Voilà une première série de questions. Nous souhaitions vivement qu’elles soient intégrées à la réflexion en cours au ministère de la Recherche, dans la perspective d’un « Institut de la longévité ». Les propos du ministre en fonctions à l’époque du colloque, Roger-Gérard Schwartzenberg, allaient tout à fait dans ce sens.
2 Quelques données démographiques
Je voudrais maintenant évoquer rapidement la façon dont la démographie peut contribuer au débat sur la longévité.
Le profil des risques de mortalité à chaque âge est bien connu. La Fig. 1 présente les données sur la mortalité féminine en France, vers 1977, 1987 et 1997 (il s’agit des risques annuels de décès, à chaque âge). La courbe va jusqu’à 99 ans. Pendant longtemps, on ne se risquait pas au-delà de 90, voire 80 ans, les taux devenant trop instables ensuite, faute d’un nombre suffisant d’observations. On voit qu’après 30 ans les taux augmentent continûment (l’échelle est logarithmique), et qu’ils dépassent un peu 5000 pour 10 000, soit 50%, après 95 ans.
Beaucoup moins d’hommes que de femmes atteignent ces âges élevés, mais on voit que la courbe des risques de décès paraît ici amorcer un plafonnement vers 50% (Fig. 2).
En s’appuyant sur les données réunies sur un ensemble de pays à faible mortalité, concernant des personnes dont l’âge va jusque vers 105 ans, on a tenté d’ajuster diverses fonctions mathématiques.
L’une des familles de modèles conduit à une limite de durée de vie voisine de 120 ans – le risque annuel atteint alors 100% – (Fig. 3), mais une autre famille montre que les taux pourraient plafonner vers 50–60%, comme le suggérait la Fig. 2. Il n’y a alors, théoriquement, aucune limite à la longévité humaine : seul le petit nombre d’individus survivant aux âges élevés et le fait qu’on ne puisse pas fractionner un individu survivant entraîneront l’extinction de la génération.
Une autre façon d’aborder cette question de l’évolution de la mortalité aux grands âges consiste à examiner la courbe des survivants à chaque âge.
La courbe la plus à gauche sur la Fig. 4 représente une fonction de survie qui pourrait être celle des Françaises dans quelques années, avec une espérance de vie à la naissance de 87,5 ans.
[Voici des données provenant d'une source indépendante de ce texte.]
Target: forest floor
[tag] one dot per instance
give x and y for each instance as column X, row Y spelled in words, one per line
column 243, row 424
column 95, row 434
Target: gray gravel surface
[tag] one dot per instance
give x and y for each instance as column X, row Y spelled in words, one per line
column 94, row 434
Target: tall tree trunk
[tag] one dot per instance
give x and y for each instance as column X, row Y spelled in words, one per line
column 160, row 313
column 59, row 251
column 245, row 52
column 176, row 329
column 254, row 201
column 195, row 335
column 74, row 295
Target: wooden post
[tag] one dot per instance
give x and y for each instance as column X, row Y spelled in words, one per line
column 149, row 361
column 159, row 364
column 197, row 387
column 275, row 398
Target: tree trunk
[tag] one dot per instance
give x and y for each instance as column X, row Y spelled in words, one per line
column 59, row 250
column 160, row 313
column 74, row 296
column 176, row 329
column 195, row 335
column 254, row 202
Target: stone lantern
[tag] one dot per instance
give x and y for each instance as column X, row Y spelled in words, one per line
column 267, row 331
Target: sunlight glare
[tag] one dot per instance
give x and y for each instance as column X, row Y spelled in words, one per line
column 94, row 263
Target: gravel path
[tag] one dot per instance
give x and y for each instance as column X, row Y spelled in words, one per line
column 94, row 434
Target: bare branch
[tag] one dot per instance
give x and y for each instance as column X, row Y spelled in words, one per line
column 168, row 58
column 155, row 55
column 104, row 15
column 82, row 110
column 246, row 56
Les deux autres sont des projections hardies, l’espérance de vie étant supposée atteindre 153 ans (+65 ans), sous deux modalités : on peut envisager, soit un pur décalage de la courbe précédente vers la droite, la limite absolue de la durée de vie passant alors de 110 à 175 ans (c’est une « rectangularisation » de la courbe), soit une déformation de la courbe, les gains sur la mortalité étant plus progressifs en fonction de l’âge (on parle d’« expansion de la mortalité »). La première transformation suppose implicitement qu’on survivra en aussi bonne santé à 150 ans qu’à 85 aujourd’hui, et donc que les années gagnées seront essentiellement vécues en bonne santé ; dans la seconde, le risque de mortalité à 150 ans est bien plus élevé que celui à 80 ans aujourd’hui, et la santé se dégrade plus progressivement : les années vécues en mauvaise santé augmenteront.
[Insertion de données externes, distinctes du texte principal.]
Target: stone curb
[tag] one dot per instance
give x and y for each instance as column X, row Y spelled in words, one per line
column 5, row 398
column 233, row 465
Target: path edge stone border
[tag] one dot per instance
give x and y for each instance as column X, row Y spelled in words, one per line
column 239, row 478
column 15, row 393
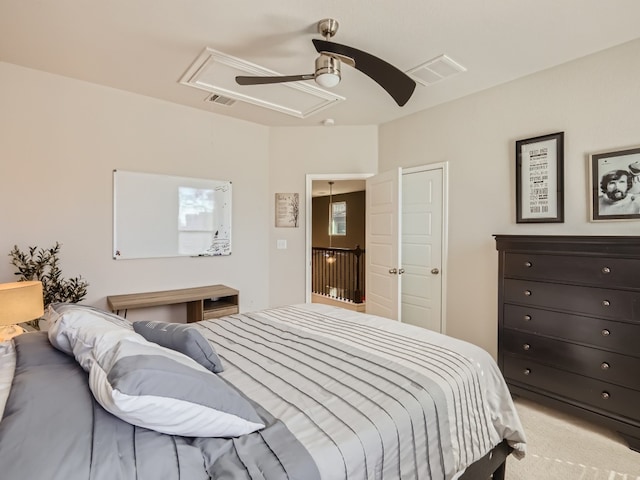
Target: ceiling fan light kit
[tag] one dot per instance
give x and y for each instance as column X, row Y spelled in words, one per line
column 327, row 72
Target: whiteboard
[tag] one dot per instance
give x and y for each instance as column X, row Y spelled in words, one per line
column 167, row 216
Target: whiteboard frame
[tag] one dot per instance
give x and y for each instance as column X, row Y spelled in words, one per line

Quel est le scénario le plus probable ? Selon les études disponibles sur l’évolution de l’espérance de vie sans incapacité dans quelques pays (Fig. 5a), il semble que le nombre d’années vécues avec incapacité grave n’augmente pas.
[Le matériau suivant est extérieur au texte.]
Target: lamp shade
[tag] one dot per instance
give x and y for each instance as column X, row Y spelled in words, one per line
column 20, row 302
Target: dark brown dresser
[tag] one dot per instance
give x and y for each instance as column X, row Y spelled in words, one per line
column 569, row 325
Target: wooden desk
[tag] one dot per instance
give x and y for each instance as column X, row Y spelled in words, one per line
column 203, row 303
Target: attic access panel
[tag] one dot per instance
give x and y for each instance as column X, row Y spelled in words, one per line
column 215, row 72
Pour les incapacités plus légères, le tableau est plus nuancé (Fig. 5b) : il n’y a qu’en France que l’espérance de vie sans incapacités (graves ou légères) augmente au même rythme que l’espérance de vie totale. Ces résultats demandent sans doute à être confirmés.
Ces quelques données montrent que, en ce qui concerne la question de la santé aux âges élevés, et donc pour ses conséquences sur l’organisation de la société, nous entrons dans une ère d’incertitudes. Or, les évolutions possibles auront des conséquences lourdes, ce qui justifie une attention et des recherches nombreuses.